Ce mandat n’est pas fondé sur le droit, mais simplement fait pour empêcher un candidat d’accéder à la tête de son pays. Il ne peut donc opérer puisqu’il est politique. La plupart des pays européens qui défendent les droits de l’homme refusent d’ailleurs d’appliquer ce genre de mandat.

Que s’est-il passé lors de votre retour avorté en Côte d’Ivoire ?

Après m’être déclaré candidat en octobre, j’avais décidé de me rendre le 23 décembre à Abidjan pour lancer ma campagne. Nous étions dans l’avion lorsque le pilote est arrivé dans la cabine : une tour de contrôle au Niger venait de l’avertir qu’il était périlleux d’atterrir à l’aéroport d’Abidjan, où il y avait un déploiement anormal de forces de l’ordre. J’ai insisté mais le pilote m’a répondu “pas question !”, d’autant qu’un assaut contre l’appareil était possible.

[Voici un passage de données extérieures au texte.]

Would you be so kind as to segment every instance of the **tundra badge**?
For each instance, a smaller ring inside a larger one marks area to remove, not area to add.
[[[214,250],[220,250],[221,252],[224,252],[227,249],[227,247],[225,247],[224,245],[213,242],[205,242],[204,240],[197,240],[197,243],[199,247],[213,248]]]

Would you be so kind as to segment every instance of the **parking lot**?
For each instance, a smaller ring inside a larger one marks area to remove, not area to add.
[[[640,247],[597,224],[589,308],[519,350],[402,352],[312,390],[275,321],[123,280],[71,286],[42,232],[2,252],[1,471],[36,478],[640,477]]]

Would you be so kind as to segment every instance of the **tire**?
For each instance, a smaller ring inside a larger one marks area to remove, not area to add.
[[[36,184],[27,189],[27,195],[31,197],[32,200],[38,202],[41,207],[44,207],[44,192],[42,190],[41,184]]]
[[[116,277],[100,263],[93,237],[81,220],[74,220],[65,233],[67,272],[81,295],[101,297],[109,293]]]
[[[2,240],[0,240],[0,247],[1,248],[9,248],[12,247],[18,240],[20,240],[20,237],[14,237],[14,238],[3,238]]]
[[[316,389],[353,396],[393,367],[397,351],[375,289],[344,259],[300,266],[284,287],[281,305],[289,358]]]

Pourtant vous saviez que ce voyage allait être périlleux. La veille, vous aviez déjà renoncé à atterrir à Abidjan. Avez-vous négocié ce déplacement avec les autorités ivoiriennes, notamment le président Ouattara ?

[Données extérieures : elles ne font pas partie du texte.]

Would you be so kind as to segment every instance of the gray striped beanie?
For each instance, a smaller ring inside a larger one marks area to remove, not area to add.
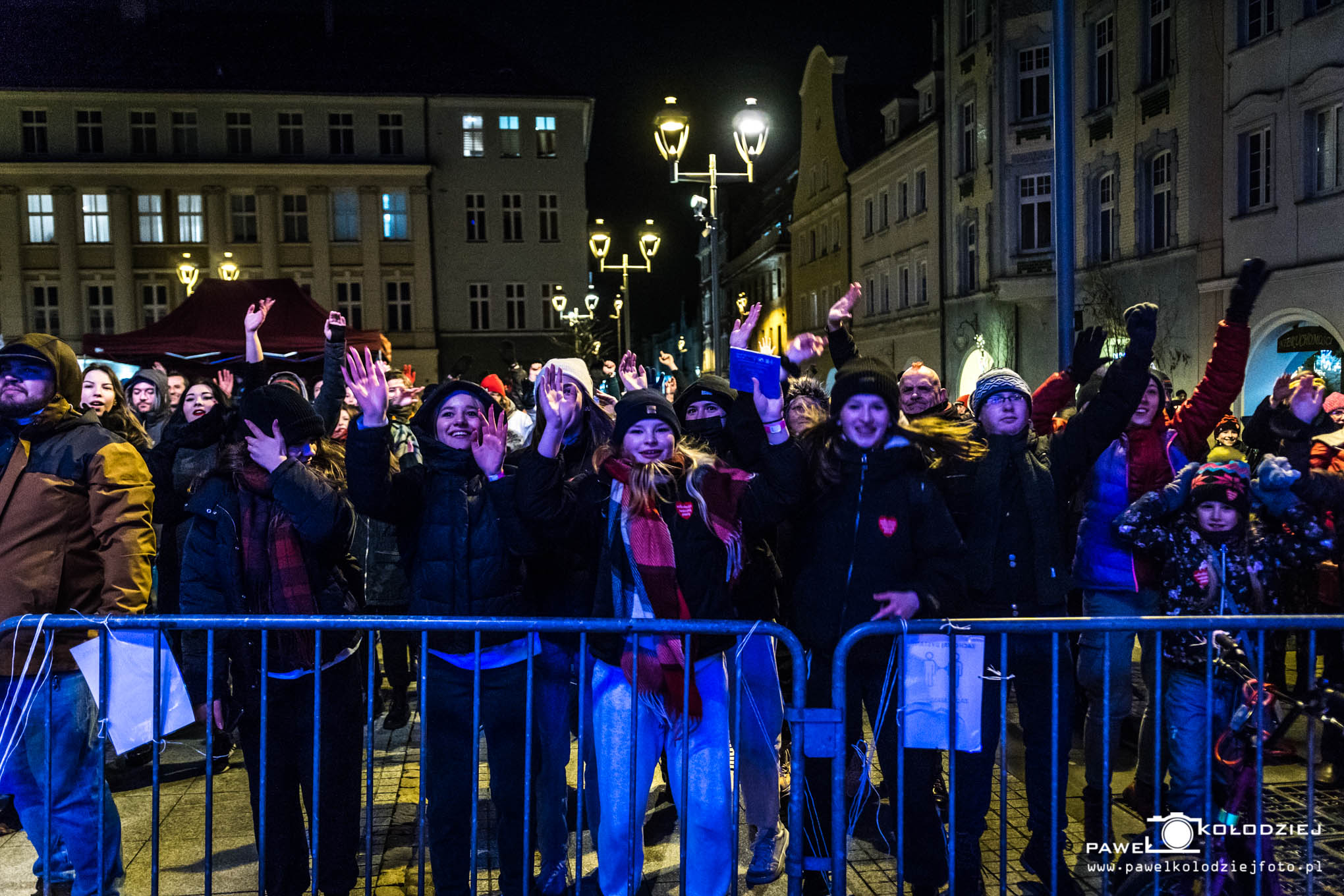
[[[985,399],[999,392],[1020,392],[1027,403],[1031,403],[1031,390],[1027,388],[1027,380],[1021,379],[1017,371],[996,367],[992,371],[985,371],[976,380],[976,390],[970,394],[970,412],[980,416],[980,408],[985,406]]]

Je n’ai jamais eu de conversation avec M. Ouattara. Le 22 décembre, je devais effectivement me rendre à Abidjan. Mais j’ai été contacté par une personne qui souhaitait que le voyage n’interfère pas avec la visite d’Emmanuel Macron en Côte d’Ivoire. Ce monsieur s’appelle Pierre Fakhoury [architecte et entrepreneur proche du pouvoir ivoirien].

Je suis choqué que l’opinion française ne réagisse pas. Cette visite de Macron en Côte d’Ivoire, c’est Bouygues qui l’a organisée.

Pourquoi prendre cet appel de Pierre Fakhoury au sérieux ? Parlait-il au nom des autorités françaises ?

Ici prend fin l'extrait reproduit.